The latest fake in this narrative is about the monument to Soviet Glory during the war in the Western Ukrainian city of Lviv. According to Ukraina.ru, Delovaya Gazeta, Vzglyad, Strana.ru and Korrespondent.net, the monument will be dismantled.

Website screenshot Ukraina.ru
Website screenshot Korretspondent

Unveiled in 1970 and officially called the Monument to the War Glory of the Soviet Army, the massive sculpture located in one of Lviv’s favorite parks,  is an unremarkable but grandiose example of  Soviet social realism comprising a marine, tank driver, gunner, pilot, sailor as well as an imposing “motherland” figure blessing the sword of a Red Army soldier.

The monument is not slated to be dismantled according to the Lviv City Hall press office, all the more so because it is a monument symbolizing the struggle against Nazi occupation. The monument has been fenced off because it is in poor condition and granite plates are falling off the main plinth.

The Lviv City Council has called for a committee of specialists to make recommendations within three weeks as to what should be done with the monument. The city’s main architect Julian Chaplinsky says that the city’s residents should decide what to do with the monument. One of the options Chaplinsky spoke of is to turn the entire complex into a museum.

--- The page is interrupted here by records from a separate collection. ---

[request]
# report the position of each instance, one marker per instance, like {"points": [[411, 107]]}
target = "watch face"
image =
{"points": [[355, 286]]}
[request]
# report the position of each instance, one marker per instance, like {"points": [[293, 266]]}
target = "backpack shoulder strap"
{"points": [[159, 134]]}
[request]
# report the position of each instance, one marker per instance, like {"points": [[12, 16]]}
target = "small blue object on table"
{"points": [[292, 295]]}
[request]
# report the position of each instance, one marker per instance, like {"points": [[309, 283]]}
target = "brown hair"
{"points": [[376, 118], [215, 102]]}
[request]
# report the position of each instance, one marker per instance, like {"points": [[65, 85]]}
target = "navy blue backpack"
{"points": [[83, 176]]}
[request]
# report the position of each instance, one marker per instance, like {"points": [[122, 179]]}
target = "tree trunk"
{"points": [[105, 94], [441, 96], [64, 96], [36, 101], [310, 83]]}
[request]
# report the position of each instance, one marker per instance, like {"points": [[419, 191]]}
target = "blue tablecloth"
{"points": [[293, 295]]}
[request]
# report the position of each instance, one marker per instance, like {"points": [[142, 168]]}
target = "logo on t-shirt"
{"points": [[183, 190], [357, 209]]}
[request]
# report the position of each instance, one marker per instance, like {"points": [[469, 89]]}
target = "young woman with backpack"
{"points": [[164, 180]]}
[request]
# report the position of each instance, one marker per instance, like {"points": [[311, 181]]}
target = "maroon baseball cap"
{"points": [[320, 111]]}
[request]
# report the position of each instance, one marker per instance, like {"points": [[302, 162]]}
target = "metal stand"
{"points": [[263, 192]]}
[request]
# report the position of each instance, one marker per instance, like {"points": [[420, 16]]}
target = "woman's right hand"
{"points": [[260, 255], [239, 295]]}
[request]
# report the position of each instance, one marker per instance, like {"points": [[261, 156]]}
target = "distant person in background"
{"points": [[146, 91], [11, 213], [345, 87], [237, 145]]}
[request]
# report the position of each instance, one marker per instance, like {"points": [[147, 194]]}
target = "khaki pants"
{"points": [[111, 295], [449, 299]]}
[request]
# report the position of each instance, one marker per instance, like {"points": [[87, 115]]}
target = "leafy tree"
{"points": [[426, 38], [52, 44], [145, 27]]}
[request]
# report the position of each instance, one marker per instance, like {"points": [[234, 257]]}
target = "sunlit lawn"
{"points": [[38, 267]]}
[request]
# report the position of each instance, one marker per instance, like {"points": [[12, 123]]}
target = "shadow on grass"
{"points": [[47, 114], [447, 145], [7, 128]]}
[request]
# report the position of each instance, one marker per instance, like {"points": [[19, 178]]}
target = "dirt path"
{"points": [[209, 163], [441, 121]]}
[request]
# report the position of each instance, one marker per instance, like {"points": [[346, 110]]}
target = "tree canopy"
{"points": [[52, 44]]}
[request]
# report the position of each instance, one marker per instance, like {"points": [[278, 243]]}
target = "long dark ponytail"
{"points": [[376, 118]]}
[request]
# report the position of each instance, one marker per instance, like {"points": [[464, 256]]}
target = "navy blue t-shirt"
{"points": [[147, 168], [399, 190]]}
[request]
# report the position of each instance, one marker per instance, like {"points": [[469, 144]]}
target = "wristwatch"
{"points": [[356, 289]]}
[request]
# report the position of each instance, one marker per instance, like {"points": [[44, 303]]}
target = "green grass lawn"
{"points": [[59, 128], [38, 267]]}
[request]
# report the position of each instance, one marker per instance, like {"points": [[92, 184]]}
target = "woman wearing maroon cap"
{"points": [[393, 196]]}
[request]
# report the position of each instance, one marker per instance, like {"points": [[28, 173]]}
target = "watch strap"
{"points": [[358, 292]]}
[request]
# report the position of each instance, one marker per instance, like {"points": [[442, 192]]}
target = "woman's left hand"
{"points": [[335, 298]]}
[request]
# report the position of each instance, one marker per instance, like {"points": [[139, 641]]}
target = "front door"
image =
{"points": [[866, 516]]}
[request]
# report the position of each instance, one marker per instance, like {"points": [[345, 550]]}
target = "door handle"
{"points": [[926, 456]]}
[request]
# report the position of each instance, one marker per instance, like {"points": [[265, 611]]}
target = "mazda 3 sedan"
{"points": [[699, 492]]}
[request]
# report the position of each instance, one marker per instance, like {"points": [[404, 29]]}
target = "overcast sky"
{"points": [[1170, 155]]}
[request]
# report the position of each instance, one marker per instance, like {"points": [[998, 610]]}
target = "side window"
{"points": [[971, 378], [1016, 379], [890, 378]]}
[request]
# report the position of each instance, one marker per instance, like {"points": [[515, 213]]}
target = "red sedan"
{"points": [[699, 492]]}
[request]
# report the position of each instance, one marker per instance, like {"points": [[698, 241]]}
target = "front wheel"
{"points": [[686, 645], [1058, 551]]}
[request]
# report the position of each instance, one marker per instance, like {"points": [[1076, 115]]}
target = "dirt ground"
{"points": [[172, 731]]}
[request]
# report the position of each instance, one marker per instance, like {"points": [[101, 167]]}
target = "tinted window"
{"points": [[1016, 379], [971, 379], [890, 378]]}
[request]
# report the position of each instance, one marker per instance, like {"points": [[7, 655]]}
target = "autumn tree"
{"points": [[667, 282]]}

Discussions about the fate of this monument have been going on in Lviv for more than ten years.

Russia vehemently objects to the removal of monuments glorifying the Great Patriotic War which began in June 1941. Russia calls it that to mask the awkward fact that for the rest of Europe World War Two began in 1939 when Hitler invaded Poland. At that time Nazi Germany and Stalin’s Soviet Union were allies. Moscow continued supplying the Nazi war machine for nearly two years until Hitler invaded the USSR in June 1941.

A diplomatic fury ensued in Russia in 2007 when the Estonian government decided to remove the Soviet era Bronze Soldier war memorial from the center of the capital Talinn.